Cynthia Claus, MPH , Cancer Center, Mayo Clinic, Scottsdale, AZ
Priscilla Antone , Tribal Council, Gila River Indian Community, Sacaton, AZ
Amelia Enos , Gila River Indian Community, Sacaton, AZ
Connie Jackson , Gila River Indian Community, Sacaton, AZ
Yvonne Stovall , Gila River Indian Community, Sacaton, AZ
Mary Thomas , Gila River Indian Community, Sacaton, AZ
Sandra Whitman , Gila River Indian Community, Sacaton, AZ
Pattie King , Cancer Services, Gila River Health Care Corporation, Sacaton, AZ
Michele Halyard, MD , Mayo Clinic, Scottsdale, AZ
Adelaide Bahr, MD , Cancer Services, Gila River Health Care Corporation, Sacaton, AZ
Jody Pelusi, PhD, FNP, AOCN , Oncology Nurse Practitioner, Glendale, AZ
Teri Britt-Pipe, PhD, RN , Nursing Research, Mayo Clinic, Scottsdale, AZ
As the continent's first societies, American Indian tribes hold their status as sovereign nations, an inherent standing and power of a people to govern themselves. Self-determination policy is ideally a means by which tribes can realize the full potential of their sovereign powers. In the context of Indian policy, self-determination is a tribally-derived term and concept that entails a totality of tribal goals that can be placed in four interrelated categories: tribal self-rule, cultural survival, economic development, and tribal participation within and without the policy-making process. Until recently, much of research implemented within tribal communities has not embodied or affirmed the basic tenets of sovereignty or self-determination policy. However, the applied principles of community-based participatory research (CBPR) complement the goals of tribal self-determination and may ultimately contribute to the success of research partnerships with tribal communities to address health disparities. A case study will provide examples of the application of CBPR and its contribution to the successful implementation of research to address cancer health disparities in a tribal community by: addressing a tribally developed research question, selection of a culturally responsive research methodology, provision of cross-cultural education between partnering organizations, community education and training, and the active participation of a community advisory group throughout all phases of the research.

Learning Objectives:
1. Articulate the importance and difference between the concept of tribal sovereignty and the policy of tribal self-determination. 2. Identify the applied principles of CBPR that affirm tribal self-determination. 3. Describe the contribution of CBPR in the implementation of cancer health disparities research in a tribal community. 4. Assess the contribution of CBPR in addressing the distrust of research in a tribal community.

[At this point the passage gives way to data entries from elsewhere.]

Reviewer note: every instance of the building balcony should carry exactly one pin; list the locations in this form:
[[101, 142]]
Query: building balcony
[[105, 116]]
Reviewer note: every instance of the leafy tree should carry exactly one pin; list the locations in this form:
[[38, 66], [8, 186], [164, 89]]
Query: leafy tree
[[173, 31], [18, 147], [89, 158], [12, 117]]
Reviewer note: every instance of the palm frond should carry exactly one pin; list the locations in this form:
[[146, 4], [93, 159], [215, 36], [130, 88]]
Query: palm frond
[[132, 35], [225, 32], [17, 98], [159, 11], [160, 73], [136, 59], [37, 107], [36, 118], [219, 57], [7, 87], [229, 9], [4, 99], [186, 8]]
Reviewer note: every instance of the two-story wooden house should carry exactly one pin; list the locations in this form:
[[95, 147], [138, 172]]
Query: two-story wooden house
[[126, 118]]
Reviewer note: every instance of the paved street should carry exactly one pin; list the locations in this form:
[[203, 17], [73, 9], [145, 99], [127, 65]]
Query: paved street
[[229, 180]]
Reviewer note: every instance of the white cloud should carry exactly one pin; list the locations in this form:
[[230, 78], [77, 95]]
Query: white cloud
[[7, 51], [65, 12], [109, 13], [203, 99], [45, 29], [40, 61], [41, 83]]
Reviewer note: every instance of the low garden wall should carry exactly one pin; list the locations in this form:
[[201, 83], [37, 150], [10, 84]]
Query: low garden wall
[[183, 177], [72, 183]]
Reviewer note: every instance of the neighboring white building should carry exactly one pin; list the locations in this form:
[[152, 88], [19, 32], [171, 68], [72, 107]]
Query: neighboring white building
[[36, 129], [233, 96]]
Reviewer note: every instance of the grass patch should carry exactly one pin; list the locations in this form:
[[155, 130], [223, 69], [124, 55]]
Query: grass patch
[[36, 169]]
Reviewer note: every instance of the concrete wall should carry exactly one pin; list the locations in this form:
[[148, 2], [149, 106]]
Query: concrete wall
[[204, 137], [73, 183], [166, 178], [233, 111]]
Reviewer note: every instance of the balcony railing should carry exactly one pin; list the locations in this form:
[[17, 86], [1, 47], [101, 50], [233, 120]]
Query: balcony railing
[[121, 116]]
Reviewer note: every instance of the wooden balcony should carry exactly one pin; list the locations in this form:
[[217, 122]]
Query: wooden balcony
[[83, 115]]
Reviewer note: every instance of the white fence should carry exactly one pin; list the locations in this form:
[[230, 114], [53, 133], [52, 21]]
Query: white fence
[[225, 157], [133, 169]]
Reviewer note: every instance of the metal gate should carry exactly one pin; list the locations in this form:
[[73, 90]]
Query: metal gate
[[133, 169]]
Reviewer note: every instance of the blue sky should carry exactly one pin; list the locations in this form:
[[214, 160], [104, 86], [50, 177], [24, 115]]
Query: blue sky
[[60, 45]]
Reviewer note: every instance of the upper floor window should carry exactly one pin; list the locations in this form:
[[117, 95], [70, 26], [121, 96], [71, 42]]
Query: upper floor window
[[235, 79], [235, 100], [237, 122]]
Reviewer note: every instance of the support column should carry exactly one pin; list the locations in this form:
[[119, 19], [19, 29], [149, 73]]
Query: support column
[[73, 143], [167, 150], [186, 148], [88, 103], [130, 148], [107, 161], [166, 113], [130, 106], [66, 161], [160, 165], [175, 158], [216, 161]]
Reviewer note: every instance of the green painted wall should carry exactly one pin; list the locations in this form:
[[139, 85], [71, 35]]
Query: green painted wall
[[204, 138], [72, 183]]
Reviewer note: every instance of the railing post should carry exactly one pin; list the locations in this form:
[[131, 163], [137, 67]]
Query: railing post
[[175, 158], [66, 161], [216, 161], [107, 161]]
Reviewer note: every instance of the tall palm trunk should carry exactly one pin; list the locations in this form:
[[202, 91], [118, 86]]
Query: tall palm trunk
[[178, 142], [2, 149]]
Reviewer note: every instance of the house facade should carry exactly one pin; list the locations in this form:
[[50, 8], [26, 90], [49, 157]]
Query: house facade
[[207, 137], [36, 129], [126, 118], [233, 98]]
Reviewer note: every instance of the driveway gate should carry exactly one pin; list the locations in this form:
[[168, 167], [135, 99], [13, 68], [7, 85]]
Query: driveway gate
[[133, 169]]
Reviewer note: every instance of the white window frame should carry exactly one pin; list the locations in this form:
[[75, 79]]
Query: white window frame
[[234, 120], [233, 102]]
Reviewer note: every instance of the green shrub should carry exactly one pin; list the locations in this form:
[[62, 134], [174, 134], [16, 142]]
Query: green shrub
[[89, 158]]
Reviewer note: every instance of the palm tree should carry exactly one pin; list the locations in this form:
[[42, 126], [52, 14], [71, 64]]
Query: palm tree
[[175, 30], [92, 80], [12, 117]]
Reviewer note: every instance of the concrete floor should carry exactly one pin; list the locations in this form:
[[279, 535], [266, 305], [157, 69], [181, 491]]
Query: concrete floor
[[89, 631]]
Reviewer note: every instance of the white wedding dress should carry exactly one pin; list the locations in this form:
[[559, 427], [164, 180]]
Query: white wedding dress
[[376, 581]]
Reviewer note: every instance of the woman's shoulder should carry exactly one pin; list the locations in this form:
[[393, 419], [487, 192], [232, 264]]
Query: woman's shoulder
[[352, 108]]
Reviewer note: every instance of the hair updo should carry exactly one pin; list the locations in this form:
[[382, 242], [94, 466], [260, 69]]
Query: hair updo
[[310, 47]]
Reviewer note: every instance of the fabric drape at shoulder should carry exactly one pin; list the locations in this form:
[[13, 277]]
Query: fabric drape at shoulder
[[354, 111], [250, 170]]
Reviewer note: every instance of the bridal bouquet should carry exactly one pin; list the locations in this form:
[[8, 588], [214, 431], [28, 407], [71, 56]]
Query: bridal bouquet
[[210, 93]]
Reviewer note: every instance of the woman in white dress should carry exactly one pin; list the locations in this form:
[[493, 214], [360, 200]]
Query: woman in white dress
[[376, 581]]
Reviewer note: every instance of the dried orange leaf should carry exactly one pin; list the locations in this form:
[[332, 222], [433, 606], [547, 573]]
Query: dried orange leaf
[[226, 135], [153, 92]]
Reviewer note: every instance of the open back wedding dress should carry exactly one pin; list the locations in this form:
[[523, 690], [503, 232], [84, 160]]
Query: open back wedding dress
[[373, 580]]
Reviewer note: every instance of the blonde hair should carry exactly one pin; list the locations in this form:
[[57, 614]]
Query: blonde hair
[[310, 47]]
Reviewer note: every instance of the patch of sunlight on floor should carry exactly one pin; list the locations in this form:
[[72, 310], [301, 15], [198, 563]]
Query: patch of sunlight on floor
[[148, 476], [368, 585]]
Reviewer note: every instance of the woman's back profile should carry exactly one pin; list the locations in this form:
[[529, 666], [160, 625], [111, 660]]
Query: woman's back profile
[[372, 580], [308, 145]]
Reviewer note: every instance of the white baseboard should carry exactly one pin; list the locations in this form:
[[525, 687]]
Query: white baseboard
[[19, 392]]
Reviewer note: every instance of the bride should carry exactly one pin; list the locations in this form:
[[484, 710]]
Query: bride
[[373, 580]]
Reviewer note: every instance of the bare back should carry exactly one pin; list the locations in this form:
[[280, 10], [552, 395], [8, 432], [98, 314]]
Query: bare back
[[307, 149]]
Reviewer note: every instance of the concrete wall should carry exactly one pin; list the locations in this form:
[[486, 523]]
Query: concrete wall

Keywords: Community-Based Partnership, Native Americans

Presenting author's disclosure statement:

Any relevant financial relationships? No
Any institutionally-contracted trials related to this submission?

I agree to comply with the American Public Health Association Conflict of Interest and Commercial Support Guidelines, and to disclose to the participants any off-label or experimental uses of a commercial product or service discussed in my presentation.